Ouaip. Si tu vas jeter un oeil à l'article d'Issartel vers lequel j'ai mis un lieu, tu verras qu'en étudiant un modeste conte de fée, Boucle d'Or et les trois ours, il arrive à établir des rapprochements très pertinents avec la  matière arthurienne, des sagas islandaises, et les traditions orales de peuplades sibériennes. C'est ce qui fait l'intérêt des études de mythologie comparée, et c'est un peu la marque de fabrique de ce qu'on pourrait appeler pompeusement "la petite école walterienne".

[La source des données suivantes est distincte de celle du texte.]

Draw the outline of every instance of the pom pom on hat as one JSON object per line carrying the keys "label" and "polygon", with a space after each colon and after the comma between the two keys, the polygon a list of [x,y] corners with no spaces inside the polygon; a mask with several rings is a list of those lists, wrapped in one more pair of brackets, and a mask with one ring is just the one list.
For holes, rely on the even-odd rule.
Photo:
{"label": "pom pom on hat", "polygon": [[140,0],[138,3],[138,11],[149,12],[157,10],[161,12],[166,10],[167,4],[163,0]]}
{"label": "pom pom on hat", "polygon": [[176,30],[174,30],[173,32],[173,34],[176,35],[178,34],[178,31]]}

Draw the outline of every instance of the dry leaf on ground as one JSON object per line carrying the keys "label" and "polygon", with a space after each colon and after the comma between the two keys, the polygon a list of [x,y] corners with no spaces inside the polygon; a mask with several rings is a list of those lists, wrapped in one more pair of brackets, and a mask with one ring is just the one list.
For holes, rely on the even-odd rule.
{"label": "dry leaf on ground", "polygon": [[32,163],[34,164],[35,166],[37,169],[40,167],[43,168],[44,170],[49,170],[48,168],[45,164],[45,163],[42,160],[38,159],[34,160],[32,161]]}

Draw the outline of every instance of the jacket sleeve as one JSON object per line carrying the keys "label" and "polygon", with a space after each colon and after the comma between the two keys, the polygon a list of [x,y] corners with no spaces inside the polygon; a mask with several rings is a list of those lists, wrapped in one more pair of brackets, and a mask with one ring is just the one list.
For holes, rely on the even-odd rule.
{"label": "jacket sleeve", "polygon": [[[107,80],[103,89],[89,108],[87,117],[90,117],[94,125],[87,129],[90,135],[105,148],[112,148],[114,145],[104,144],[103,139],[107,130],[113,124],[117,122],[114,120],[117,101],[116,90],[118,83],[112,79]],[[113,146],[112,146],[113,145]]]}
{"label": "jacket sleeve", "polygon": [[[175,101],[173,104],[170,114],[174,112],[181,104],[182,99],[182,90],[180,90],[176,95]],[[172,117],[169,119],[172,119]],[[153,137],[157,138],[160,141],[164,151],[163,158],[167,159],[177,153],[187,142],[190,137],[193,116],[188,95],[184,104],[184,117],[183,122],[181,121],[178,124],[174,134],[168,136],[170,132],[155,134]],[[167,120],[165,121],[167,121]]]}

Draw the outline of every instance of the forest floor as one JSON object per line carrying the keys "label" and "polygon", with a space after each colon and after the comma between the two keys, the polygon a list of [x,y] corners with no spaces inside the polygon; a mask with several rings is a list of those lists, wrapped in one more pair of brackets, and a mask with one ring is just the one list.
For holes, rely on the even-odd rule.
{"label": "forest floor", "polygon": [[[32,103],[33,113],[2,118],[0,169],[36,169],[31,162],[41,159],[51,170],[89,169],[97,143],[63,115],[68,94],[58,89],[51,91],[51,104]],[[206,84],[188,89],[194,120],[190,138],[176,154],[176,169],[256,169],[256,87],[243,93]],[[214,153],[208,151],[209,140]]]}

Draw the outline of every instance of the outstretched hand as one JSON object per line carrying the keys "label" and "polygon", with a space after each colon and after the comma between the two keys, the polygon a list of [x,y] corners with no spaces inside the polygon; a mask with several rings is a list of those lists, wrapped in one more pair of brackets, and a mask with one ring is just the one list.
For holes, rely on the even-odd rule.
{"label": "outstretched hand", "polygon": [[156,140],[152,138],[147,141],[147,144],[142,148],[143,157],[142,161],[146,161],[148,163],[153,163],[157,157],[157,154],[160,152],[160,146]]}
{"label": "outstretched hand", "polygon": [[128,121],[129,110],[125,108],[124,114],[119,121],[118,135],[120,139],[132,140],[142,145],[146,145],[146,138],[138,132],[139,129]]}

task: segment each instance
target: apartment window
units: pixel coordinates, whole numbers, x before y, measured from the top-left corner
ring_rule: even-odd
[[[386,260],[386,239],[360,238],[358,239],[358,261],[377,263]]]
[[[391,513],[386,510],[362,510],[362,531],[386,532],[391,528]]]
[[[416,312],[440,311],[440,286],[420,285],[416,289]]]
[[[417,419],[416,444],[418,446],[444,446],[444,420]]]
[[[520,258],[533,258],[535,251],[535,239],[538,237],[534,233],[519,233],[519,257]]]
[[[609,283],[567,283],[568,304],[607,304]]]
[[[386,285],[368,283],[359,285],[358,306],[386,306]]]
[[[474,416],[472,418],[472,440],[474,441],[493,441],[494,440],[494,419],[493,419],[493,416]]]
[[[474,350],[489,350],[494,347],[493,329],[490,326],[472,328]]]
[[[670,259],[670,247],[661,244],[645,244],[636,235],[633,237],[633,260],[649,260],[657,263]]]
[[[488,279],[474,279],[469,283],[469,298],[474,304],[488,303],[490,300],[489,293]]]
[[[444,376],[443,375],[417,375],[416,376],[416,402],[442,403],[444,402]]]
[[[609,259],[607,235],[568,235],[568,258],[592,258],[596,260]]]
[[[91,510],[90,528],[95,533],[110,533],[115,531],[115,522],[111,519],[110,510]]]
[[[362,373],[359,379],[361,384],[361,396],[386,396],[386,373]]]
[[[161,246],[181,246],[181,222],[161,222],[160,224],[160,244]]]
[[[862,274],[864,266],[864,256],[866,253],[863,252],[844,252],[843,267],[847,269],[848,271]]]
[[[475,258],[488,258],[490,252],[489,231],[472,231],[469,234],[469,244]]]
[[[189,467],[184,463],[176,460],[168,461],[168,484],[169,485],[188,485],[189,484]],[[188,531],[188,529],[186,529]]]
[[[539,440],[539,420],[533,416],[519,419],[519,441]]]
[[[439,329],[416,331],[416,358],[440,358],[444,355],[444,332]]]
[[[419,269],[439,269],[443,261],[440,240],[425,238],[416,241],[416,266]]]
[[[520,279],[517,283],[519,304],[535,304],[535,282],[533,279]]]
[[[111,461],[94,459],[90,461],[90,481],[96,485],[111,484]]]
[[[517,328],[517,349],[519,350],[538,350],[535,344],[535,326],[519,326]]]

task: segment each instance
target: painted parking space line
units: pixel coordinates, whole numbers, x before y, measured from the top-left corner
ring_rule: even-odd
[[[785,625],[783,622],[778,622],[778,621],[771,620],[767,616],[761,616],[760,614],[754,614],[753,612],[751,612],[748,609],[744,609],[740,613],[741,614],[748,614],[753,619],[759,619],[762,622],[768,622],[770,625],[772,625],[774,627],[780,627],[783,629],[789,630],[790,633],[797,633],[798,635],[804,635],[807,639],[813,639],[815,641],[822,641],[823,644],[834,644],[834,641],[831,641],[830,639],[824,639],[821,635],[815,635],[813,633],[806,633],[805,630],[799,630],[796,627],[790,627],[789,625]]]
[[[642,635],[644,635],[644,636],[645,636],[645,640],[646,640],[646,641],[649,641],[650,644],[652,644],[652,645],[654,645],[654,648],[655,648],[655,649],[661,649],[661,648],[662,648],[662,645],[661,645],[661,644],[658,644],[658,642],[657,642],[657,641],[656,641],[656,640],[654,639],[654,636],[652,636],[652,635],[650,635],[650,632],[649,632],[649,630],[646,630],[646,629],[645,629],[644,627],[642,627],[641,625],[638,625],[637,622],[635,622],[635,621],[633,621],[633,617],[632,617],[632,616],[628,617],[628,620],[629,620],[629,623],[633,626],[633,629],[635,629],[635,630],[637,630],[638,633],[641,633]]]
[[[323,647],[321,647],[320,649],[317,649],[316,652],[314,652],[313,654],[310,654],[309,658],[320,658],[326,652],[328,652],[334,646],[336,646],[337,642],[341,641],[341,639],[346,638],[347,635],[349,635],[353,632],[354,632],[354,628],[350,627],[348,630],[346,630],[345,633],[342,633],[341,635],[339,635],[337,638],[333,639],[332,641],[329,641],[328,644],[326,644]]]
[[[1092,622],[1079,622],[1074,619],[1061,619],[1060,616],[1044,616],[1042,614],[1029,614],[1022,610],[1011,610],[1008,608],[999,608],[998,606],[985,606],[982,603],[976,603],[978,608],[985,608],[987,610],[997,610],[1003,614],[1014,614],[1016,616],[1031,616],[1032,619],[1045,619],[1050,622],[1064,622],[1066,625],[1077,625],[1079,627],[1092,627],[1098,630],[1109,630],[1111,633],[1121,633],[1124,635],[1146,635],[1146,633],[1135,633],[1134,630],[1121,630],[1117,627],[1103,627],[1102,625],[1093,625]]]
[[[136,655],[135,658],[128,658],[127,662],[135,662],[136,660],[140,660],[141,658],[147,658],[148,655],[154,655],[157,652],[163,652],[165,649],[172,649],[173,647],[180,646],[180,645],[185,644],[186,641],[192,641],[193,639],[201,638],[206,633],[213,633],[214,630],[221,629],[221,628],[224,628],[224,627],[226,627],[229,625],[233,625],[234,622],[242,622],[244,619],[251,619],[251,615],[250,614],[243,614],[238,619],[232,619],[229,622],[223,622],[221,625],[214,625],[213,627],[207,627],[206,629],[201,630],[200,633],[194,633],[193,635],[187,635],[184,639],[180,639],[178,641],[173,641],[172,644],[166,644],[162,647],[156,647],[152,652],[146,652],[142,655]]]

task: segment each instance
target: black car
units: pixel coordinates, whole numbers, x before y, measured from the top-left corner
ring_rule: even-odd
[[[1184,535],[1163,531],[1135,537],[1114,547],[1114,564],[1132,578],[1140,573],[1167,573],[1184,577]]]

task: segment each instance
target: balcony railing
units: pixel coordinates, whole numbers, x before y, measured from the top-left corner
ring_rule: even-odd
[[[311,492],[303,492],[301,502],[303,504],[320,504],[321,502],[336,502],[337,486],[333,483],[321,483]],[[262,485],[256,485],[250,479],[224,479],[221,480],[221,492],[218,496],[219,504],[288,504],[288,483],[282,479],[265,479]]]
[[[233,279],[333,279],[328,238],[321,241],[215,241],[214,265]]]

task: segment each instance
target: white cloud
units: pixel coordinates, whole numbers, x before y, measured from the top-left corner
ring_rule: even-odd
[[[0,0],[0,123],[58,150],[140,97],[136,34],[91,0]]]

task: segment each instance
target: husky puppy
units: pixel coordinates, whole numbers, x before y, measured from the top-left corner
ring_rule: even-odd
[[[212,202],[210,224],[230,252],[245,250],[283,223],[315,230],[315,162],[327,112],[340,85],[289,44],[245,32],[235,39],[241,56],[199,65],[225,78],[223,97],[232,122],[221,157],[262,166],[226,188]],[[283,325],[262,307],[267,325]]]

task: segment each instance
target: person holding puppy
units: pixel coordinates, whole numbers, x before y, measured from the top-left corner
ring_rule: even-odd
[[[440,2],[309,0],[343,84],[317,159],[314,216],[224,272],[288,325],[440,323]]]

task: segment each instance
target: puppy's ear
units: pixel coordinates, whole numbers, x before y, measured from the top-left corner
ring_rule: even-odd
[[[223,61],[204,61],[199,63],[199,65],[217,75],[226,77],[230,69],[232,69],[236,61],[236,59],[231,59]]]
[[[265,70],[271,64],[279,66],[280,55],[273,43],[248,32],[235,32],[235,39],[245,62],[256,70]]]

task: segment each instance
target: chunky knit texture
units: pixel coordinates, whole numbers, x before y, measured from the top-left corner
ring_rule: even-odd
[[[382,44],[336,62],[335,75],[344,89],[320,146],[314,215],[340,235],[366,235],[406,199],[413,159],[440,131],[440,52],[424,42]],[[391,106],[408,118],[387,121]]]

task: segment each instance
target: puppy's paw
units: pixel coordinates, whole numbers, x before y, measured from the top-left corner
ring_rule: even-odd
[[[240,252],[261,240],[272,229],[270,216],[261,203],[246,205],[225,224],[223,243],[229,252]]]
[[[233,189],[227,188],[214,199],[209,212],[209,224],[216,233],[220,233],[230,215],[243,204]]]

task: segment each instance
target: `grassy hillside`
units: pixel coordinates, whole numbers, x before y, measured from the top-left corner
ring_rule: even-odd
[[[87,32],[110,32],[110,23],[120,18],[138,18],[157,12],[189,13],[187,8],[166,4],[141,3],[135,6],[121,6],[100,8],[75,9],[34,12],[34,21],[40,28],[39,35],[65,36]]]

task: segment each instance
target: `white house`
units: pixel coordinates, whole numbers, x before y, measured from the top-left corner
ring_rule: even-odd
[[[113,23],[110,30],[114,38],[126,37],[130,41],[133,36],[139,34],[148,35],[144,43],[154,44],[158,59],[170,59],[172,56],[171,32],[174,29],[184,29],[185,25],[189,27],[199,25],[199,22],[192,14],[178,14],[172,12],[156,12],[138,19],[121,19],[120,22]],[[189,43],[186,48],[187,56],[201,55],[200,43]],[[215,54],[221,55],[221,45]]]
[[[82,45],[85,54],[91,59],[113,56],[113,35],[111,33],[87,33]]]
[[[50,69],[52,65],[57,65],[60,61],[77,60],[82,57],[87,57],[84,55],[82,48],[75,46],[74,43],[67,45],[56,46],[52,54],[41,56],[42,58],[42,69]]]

Pour la petite histoire, lorsque je faisais mon mémoire sur les traits solaires du personnage de Gauvain (le neveu d'Arthur, un chevalier dont la force croît et décroît suivant le cours du soleil ; elle est à son paroxysme lorsque l'astre est à son zénith), je m'employai à confronter les textes romans avec la matière celtique, et particulièrement irlandaise. C'est alors que Walter m'avait conseillé de faire un tour par le Mahabharata, et de me pencher sur Karna, le fils du soleil, et sur la roue de son char qui s'enfonce dans la terre au moment de sa mort. C'est comme ça que j'ai découvert le Mahabharata, et à l'époque j'étais loin de me douter qu'un JdR comme Devâstra en serait un jour inspiré. Chose que je trouve géniale, d'ailleurs. ça montre que le JdR peut avoir une dimension culturelle, et qu'il peut faire découvrir des oeuvres qui le méritent.

Citation
C'est tjs cool d'avoir un professeur qui vous marque dans la vie. AMHA, ça se perd bcp actuellement, cette figure de l'enseignant passionné capable de motiver par sa seule passion, son sérieux, son érudition.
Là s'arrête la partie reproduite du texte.